A survey of current ASD detection methods highlighted that traditional machine learning models such as Logistic Regression and Random Forests still outperform more complex models, particularly when applied to structured data17,42. Our study reinforces these findings by reporting comparable performance while explicitly enhancing interpretability through feature importance analysis. A key aspect highlighted in the existing literature is the need for explainability, as models used for clinical decisions must provide insights into their reasoning17. Interpretability remains a challenge in many current deep learning approaches, including the multimodal transformer and CNN-based models, which operate as “black-box” methods and do not elucidate decision-making processes effectively limiting their clinical adoption13,14,17.

A central contribution of this study is the identification of a concise set of linguistic features that have the potential to aid in ASD detection while minimizing the need for extensive data collection. By isolating key features, such as Mean Length of Utterance (MLU) and Mean Length of Turn Ratio (MLT Ratio), our findings suggest that a more privacy-conscious approach to ASD screening could be feasible. This approach reduces the amount of sensitive information required, aligning with ethical considerations while maintaining the potential for meaningful insights into linguistic patterns associated with ASD.

Using speech transcripts as input provides a structured, text-based approach that inherently reduces privacy concerns. Transcripts avoid potential exposure of sensitive or identifiable audio data, ensuring a higher level of confidentiality. However, they may lack some critical acoustic details, such as prosodic features, which are often indicative of atypical speech characteristics in individuals with ASD18. These features include variations in pitch, rhythm, and intonation, which are difficult to capture solely through textual representation.

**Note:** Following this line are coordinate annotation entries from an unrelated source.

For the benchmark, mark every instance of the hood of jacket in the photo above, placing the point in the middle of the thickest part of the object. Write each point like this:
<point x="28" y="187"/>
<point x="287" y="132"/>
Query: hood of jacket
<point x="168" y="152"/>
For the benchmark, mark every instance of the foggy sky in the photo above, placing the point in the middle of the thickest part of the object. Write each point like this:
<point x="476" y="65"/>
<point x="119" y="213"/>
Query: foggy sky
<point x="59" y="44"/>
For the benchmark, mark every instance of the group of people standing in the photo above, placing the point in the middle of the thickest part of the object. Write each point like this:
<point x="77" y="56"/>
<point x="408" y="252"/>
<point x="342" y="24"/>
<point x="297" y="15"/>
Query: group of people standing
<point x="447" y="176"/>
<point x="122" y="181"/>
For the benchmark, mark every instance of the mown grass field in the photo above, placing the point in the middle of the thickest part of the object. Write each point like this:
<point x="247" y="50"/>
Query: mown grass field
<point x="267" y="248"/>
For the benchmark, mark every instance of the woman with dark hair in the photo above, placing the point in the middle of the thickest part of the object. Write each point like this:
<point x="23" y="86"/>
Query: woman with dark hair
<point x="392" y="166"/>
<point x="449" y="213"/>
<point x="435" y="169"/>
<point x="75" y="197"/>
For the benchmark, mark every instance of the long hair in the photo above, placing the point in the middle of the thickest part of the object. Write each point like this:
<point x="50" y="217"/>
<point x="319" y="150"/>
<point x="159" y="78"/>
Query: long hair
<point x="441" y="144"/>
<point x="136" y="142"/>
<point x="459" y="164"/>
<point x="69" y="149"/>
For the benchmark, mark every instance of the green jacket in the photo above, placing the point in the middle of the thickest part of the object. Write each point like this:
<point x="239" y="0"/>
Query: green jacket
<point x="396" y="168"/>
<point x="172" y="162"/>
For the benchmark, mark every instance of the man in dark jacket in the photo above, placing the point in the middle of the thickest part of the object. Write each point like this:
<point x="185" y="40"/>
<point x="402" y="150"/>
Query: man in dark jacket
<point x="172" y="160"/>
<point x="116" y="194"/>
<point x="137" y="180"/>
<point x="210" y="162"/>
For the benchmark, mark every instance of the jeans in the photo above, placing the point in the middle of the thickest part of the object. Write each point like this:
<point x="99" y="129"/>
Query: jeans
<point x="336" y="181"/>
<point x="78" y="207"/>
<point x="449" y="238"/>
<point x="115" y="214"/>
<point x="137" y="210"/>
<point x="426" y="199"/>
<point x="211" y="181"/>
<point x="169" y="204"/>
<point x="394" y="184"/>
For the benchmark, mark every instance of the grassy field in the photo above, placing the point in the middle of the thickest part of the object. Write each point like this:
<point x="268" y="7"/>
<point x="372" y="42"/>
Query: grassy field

One of the limitations of our study was the size and diversity of the datasets, particularly the limited age range (3-6 years) of the children included. Expanding the dataset to include a broader age group and more diverse environments and dialects or performing transfer learning from larger speech-based datasets would improve the generalizability and performance of the models17. Additionally, the lower performance observed for the Eigsti (multi) dataset underscores the need to identify and integrate features that capture nuances specific to developmental delays (DD) to reduce the risk of misdiagnosis.

Future research could explore how the identified linguistic features can be leveraged in practical applications, such as the development of interactive conversational systems for early ASD screening. For instance, chatbots or robotic assistants equipped with conversational AI could enable scalable, non-invasive diagnostic assessments, while simultaneously offering personalized recommendations for follow-up or intervention. In addition, multi-modal approaches combining linguistic features with limited prosodic cues could be explored to try and find a balance between the valuable information prosodic features provide while at the same maintaining the privacy that text-based data provides.